Lesson 2 of 4 ⏱ 15 min read

WebSocket Protocol

WebSocket protocol

The Gateway exposes a single WebSocket endpoint that every control client connects to — the CLI, the Web UI, the macOS menu bar app, and mobile nodes. Knowing the protocol helps when you hit connection issues and gives you a solid mental model of what the control plane is actually doing.


What connects via WebSocket

The Gateway's WebSocket API is used by three kinds of clients:

Client Role What it does
CLI (openclaw) Control Send agent messages, read streaming responses, manage sessions
Web UI / macOS App Control Full conversation UI, session management, config
Nodes (iOS, Android) Node Camera, screen, location, Canvas, Talk Mode

All three connect to the same address:

ws://127.0.0.1:18789

Control clients declare role: "control". Nodes declare role: "node" during the handshake.

Remote Gateways: If your Gateway is on a remote server (VPS, Mac Mini at home), the CLI connects via wss:// over a secure tunnel (Tailscale, SSH tunnel, or HTTPS reverse proxy).
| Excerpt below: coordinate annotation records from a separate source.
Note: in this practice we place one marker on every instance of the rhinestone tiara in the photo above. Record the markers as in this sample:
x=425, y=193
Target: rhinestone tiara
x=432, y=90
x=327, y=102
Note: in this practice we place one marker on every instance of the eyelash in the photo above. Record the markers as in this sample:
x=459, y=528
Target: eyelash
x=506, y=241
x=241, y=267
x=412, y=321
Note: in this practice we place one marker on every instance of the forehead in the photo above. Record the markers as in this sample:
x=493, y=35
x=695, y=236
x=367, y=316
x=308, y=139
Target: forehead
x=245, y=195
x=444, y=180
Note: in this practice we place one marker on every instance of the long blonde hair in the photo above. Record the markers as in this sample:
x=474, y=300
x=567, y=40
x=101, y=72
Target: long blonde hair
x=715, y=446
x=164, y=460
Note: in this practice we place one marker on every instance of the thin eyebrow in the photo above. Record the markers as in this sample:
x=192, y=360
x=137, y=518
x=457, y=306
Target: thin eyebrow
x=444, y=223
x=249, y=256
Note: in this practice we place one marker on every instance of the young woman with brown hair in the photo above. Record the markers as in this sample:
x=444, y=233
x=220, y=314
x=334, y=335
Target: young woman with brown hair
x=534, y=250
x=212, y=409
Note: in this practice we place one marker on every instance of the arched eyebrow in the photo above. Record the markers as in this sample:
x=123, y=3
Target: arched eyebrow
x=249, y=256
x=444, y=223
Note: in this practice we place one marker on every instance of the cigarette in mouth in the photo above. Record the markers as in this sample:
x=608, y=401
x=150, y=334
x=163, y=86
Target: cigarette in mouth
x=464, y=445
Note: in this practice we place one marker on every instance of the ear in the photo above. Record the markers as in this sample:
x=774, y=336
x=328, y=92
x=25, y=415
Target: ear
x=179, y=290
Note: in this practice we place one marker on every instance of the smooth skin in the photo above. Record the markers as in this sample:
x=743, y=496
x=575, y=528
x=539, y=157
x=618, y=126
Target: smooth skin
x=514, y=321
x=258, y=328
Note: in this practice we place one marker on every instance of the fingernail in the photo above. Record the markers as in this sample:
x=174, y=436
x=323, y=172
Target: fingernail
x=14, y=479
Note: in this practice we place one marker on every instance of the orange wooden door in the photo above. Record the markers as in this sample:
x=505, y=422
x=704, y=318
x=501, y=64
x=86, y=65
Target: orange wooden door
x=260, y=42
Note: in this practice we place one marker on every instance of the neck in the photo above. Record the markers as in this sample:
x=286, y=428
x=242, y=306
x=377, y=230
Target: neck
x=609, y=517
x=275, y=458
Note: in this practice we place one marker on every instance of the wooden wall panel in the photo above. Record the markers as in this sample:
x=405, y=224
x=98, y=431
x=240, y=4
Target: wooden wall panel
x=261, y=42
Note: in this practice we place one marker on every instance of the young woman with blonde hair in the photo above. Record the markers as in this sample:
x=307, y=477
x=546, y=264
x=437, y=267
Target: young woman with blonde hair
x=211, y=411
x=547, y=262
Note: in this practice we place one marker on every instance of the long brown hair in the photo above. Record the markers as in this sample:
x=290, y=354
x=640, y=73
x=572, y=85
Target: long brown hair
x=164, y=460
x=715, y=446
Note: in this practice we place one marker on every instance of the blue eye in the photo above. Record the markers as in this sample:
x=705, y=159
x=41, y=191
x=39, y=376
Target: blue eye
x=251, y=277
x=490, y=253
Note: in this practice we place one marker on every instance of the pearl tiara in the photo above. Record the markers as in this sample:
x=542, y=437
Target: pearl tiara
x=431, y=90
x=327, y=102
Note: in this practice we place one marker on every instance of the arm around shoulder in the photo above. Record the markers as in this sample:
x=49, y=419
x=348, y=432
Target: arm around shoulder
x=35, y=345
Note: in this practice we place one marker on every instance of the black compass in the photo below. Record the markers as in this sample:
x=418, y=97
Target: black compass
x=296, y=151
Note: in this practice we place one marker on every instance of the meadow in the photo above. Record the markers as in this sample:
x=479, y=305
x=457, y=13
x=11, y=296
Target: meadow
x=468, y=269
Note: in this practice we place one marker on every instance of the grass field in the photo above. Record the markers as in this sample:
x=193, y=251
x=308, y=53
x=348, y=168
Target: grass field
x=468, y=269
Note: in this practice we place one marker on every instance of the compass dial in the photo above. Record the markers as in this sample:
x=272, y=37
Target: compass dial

Local connections never need TLS.


The handshake

Every connection starts with a connect request:

{
  "type": "req",
  "id": "req_001",
  "method": "connect",
  "params": {
    "role": "control",
    "version": "2026.1.0",
    "clientId": "cli-abc123"
  }
}

The Gateway responds with a snapshot of current state:

{
  "type": "res",
  "id": "req_001",
  "ok": true,
  "payload": {
    "snapshot": {
      "sessions": [...],
      "channels": {...},
      "agents": [...],
      "runningRuns": [...]
    }
  }
}

If authentication is configured (gateway.auth.token), the connection must include the token in the params or the Gateway returns ok: false and closes the socket.


Message framing

The protocol uses three message types, all JSON over WebSocket:

1. Requests (client → gateway)

{
  "type": "req",
  "id": "req_<unique>",
  "method": "agent",
  "params": { ... }
}

Every request has a unique id. Responses are matched by id. Mutating requests can include an idempotencyKey — safe to retry without double-execution.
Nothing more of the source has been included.